Purple reign, purple reign, purple reign, purple

I just need my girlfriend
I just need my girlfriend
I just need-

Purple reign, purple reign, purple reign, purple

I just need my girlfriend

"I just need my girlfriend." I bobbed my head slightly as I sat in my car, blowing smoke from my nose as Future's - Purple Reign blasted from my speakers.

It'd been a four days since I'd last seen my girl and I'd been hopping from my mama crib, my mama in law crib and the homie Endo's spot for a few nights, considering I wasn't trying to go home at the moment.

I can't even lie, a nigga was sick.

Tamia had me fucked up, telling me to go and be a man and bring her home some money like I didn't mean shit to her other than a dollar.

That shit had my mind playing tricks on me.
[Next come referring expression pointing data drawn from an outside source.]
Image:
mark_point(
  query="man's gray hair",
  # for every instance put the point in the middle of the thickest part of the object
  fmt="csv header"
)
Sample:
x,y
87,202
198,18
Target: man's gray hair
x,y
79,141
I mean, bitches had come in and out of a nigga life before Tamia, wanting me just for a dollar and looking at a nigga as just something to use for some money.

With her though, she never made me feel like she was only fucking me for money. She ain't never made me feel like she was only my girl for money. She ain't even give a fuck about the money and that's what made me want to give it to her more.

Now my mind was fucked up, considering I was thinking all kinds of shit about her.

She only stayed down with a nigga this long for the money and the crib. I couldn't help but to think to myself.

"Nah." I spoke out loud, not trying fill my head with no bullshit about her right now.

That shit wasn't safe at all.

For me or her.

I continued to smoke my blunt as my mind wandered again and I started thinking about the fucked up shit I'd did to my girl all over again.

Treating her like a hoe and making her feel like she wasn't worth shit because a nigga ego was bruised by her words.

That shit had me feeling so fucked up inside and I couldn't shake the feeling, that was part of the reason why I didn't want to go home.

I couldn't face her after that shit.

I knew I'd broken her heart with that shit. She had to understand though where I was coming from as a nigga.

As her man.

She wanted to go out and be a hoe so bad with my sisters, I was gone treat her like one.

She wanted a nigga to go and make some money, like that's all I'm good for, then I was gone treat like a nigga who ain't give a fuck about shit but money.